Understanding GH versus KH
One of the questions asked every day in a fish store is to explain the
difference between GH (general hardness) and KH (carbonate hardness). Many
customers also fail to realize the distinction between hardness and high Ph
GH and KH are can be measured in
"degrees" or "parts per million (ppm)". Most test kits
available through retail outlets read in "degrees". One degree KH (dKH)
or GH (dGH) is equivalent to 17.8 ppm of Calcium Carbonate.
General hardness is usually what is being thought of when water is termed 'hard'
or 'soft'. If something prefers hard or soft water, it is GH which is important. GH does NOT
affect the pH but is the type of hardness that biologically affects organisms.
Calcium ions (Ca++) contribute
to (or are the main component of) general hardness, abbreviated GH.
KH measures carbonate and
bicarbonate ions and is the predominant component of alkalinity. KH is a
prime determinant of the pH in your water. High KH results in high pH. The carbonate buffering system
is the "natural" buffer for water.
How does this affect us as fish keepers?

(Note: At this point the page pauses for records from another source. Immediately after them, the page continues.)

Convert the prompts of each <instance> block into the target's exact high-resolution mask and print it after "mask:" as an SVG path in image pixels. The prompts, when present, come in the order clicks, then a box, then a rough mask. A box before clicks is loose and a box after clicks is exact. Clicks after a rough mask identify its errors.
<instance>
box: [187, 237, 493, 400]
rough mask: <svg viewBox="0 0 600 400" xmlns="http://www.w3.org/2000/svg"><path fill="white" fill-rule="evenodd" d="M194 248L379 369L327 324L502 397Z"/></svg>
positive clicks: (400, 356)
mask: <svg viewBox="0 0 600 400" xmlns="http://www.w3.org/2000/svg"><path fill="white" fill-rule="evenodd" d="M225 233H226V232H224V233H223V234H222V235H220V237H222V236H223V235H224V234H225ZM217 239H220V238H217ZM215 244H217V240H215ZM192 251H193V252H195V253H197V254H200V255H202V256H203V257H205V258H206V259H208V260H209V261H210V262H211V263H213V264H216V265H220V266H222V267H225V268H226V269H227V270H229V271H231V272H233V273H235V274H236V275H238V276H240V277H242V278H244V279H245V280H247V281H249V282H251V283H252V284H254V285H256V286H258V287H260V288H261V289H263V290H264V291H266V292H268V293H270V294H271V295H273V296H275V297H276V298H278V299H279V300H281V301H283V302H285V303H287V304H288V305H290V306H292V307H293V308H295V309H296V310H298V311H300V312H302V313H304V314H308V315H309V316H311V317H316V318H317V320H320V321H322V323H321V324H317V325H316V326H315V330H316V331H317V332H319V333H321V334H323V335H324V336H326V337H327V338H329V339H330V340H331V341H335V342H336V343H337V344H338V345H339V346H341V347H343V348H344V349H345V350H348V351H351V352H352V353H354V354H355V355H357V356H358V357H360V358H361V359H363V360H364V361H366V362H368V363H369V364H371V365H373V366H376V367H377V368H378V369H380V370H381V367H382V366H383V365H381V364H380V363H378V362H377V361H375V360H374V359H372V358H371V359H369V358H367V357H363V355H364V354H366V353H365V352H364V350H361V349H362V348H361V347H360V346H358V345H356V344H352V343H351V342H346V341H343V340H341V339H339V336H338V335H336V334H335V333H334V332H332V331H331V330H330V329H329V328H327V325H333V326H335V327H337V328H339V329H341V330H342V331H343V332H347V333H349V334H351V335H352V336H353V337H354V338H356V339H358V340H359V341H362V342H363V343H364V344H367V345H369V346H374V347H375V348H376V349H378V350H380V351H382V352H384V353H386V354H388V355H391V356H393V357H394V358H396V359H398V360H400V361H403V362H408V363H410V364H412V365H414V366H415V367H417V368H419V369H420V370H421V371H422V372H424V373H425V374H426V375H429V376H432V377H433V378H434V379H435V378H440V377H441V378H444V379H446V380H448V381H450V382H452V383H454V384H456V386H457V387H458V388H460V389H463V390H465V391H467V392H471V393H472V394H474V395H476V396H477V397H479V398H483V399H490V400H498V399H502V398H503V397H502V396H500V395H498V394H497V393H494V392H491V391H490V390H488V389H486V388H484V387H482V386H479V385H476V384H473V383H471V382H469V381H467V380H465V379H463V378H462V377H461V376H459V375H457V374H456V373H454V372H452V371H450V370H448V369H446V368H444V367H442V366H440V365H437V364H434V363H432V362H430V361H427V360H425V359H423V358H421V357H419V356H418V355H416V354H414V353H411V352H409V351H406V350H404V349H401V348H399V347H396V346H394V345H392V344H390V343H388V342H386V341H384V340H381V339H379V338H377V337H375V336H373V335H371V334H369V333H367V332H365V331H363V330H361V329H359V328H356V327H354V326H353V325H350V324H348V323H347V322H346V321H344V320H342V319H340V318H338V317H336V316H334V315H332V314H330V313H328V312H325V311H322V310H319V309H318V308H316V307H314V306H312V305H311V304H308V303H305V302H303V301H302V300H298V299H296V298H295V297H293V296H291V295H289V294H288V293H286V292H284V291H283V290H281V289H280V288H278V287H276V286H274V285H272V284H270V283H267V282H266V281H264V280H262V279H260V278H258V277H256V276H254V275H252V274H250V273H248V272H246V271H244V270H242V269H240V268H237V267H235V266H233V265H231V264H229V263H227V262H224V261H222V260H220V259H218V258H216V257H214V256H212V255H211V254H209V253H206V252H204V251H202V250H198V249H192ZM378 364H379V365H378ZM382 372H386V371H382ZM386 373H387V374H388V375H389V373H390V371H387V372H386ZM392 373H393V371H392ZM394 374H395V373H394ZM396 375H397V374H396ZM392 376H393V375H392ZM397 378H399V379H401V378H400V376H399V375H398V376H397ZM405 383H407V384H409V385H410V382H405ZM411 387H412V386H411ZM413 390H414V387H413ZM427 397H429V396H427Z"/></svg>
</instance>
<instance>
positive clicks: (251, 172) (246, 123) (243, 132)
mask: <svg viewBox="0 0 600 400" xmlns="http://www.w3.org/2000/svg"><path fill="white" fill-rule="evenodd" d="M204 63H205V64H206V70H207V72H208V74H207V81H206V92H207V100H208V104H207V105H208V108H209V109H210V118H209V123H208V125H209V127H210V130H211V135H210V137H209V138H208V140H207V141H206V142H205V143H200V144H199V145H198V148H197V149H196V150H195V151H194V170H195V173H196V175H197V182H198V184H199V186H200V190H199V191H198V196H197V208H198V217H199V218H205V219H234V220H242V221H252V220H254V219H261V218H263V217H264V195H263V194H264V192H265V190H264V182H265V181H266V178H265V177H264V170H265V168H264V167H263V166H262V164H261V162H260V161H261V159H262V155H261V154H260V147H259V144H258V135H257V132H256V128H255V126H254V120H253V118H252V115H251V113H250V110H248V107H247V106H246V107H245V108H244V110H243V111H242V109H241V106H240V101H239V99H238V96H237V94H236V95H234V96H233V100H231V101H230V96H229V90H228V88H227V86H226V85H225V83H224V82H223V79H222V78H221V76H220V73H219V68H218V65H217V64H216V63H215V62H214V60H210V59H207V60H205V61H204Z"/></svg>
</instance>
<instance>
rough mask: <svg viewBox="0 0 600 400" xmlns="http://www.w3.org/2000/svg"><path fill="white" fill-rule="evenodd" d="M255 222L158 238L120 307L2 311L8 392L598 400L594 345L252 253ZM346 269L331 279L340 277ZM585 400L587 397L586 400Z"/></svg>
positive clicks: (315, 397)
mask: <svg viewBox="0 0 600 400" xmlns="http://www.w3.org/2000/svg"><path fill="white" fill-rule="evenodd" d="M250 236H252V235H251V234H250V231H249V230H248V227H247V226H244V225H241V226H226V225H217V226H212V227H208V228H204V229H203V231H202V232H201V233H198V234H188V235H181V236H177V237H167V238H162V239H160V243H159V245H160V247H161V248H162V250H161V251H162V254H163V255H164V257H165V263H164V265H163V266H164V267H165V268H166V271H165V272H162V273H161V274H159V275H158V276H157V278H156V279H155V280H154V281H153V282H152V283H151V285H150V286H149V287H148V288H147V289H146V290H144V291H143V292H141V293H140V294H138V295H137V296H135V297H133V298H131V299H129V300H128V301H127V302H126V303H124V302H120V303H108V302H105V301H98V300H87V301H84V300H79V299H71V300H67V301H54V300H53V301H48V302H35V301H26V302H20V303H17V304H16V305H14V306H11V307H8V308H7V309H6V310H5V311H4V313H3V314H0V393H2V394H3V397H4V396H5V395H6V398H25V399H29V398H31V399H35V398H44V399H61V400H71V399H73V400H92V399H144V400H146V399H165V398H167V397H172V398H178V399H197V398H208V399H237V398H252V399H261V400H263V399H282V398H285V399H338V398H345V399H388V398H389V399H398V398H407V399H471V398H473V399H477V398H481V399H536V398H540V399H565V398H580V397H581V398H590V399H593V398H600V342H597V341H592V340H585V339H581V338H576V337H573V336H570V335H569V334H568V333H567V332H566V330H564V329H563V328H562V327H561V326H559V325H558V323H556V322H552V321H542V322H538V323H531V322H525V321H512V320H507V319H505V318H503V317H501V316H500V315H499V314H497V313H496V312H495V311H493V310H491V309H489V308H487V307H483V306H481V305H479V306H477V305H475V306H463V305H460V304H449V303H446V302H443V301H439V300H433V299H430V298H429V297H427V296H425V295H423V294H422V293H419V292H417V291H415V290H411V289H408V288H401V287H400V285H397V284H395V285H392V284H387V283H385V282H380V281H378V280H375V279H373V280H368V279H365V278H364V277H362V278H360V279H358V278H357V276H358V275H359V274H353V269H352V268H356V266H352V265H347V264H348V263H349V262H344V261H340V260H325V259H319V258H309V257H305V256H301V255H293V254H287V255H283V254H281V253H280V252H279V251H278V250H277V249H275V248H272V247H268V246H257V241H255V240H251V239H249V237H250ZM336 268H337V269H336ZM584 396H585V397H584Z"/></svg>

Well, in our area (and many others) the water supply
spends much time in contact with limestone.
These regions are said to have "hard water". Limestone is mostly calcium carbonate (CaCO3), which slowly dissolves
in water and dissociates into Ca++ and CO3--. This is the source of not only
those annoying hard water stains on sinks and faucets, but much aquarium trouble
In general, serious aquarists wishing to avoid hard water problems are advised
to turn to their water source for the solution. Simply put, if you are adding
large quantities of calcium carbonate into your water every time you perform a
water change and then wishing your hardness was lower, you have only yourself to
blame! Using 'pure' water sources, such as R/O (reverse osmosis) or DI
(de-ionized) water will completely eliminate the problem. Add proper minerals
and trace elements for the types of fish being kept to this source water and
your water will be perfect each time you add it!